From Contest to Content
by John December
At least I don't have to write checks for $400 in prizes, but I wanted to, I really did.
I would haved loved to publish a Web-based work of fiction this month that would break new ground, would be read for years to come, and would be looked upon as a branching point in the expression of meaning on the World Wide Web.
Or I would have loved to just cry. Or laugh. Or feel something. But I didn't, so I'm not awarding prizes in the hypertext fiction contest I announced here in March.
I think Michael Shumate's assessment of the state of Web-based hypertext sums it up best:
" hypertext fiction on the Web is replete with bad writing of all kinds: dull prose and wooden characterization; typographical errors... inane sermonettes on contemporary society and cultural and literary theory among all sorts of other postmodern pretentiousness... "Some of the entries I received fell into these categories. Most of the entries, however, were simply dull reading.

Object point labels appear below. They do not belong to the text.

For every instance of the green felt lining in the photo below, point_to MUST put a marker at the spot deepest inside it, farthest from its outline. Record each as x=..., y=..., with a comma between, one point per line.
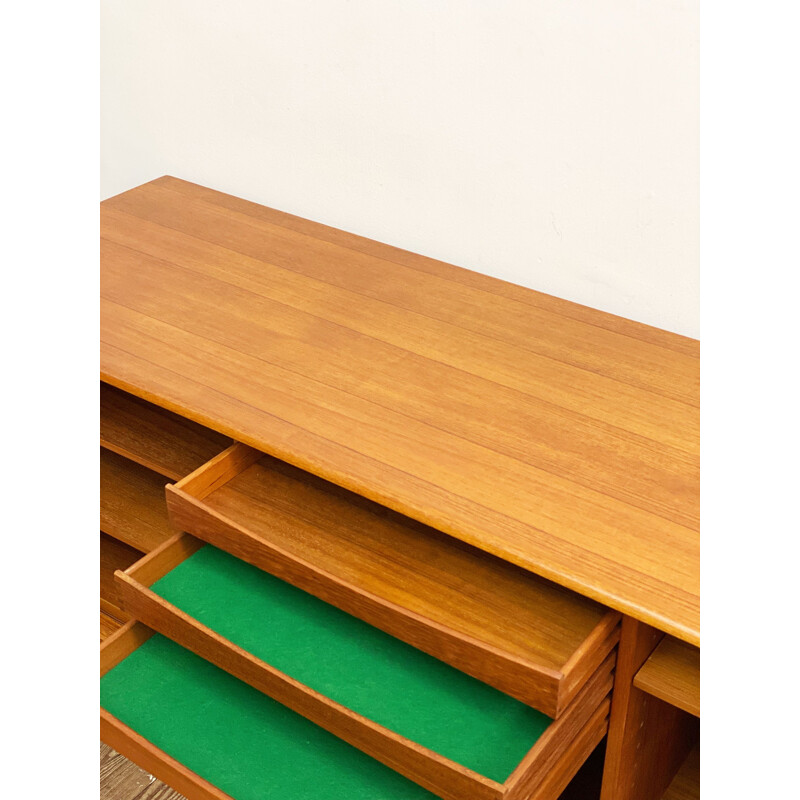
x=355, y=664
x=236, y=738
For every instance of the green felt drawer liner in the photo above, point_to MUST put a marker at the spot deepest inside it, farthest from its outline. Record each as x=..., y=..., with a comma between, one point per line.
x=236, y=738
x=355, y=664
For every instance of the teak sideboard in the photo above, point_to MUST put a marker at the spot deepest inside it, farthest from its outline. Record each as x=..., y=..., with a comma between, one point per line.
x=376, y=526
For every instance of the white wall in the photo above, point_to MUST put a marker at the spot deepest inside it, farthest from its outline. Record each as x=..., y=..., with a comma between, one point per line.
x=553, y=143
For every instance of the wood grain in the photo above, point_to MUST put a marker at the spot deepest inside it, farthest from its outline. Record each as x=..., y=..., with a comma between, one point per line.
x=575, y=755
x=111, y=622
x=547, y=753
x=132, y=507
x=672, y=673
x=523, y=425
x=151, y=436
x=443, y=777
x=436, y=773
x=476, y=280
x=114, y=555
x=686, y=784
x=648, y=739
x=483, y=616
x=135, y=747
x=121, y=779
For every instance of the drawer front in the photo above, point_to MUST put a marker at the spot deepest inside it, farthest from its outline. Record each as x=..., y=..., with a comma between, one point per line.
x=523, y=635
x=551, y=762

I don't know about you, but I still love those old-fashioned paper books, the ones with the "linear" texts with block after block of paragraphs filled with sentences. Each sentence piles on one after another, accumulating meaning. I'm not going to pretend hypermedia--just because it is computer-based, modern, or interesting--moves me as much emotionally as books. I wonder why the Web hasn't fired the human imagination yet.
The pleasure I have is introducing you to this month's issue. While the fiction submitted was not acceptable, the essays were. Michael Shumate surveys hypertext fiction on the Web in the lead essay. Chris Boese takes us into the woods--a journey through her development as a multimedia artist. Nino Rodriguez challenges us to confront the fragmented, multiple meanings possible in hypertext expression. Richard Thieme explores the idea of play in its relationship to computers and posits that computers have brought us to some kind of higher level of expression.
Completing the issue, Christopher Harper gives an account of his teaching computer communication to journalism journalism students. Leslie Regan Shade explores a new book on the cultural and linguistic side of computer-mediated communication.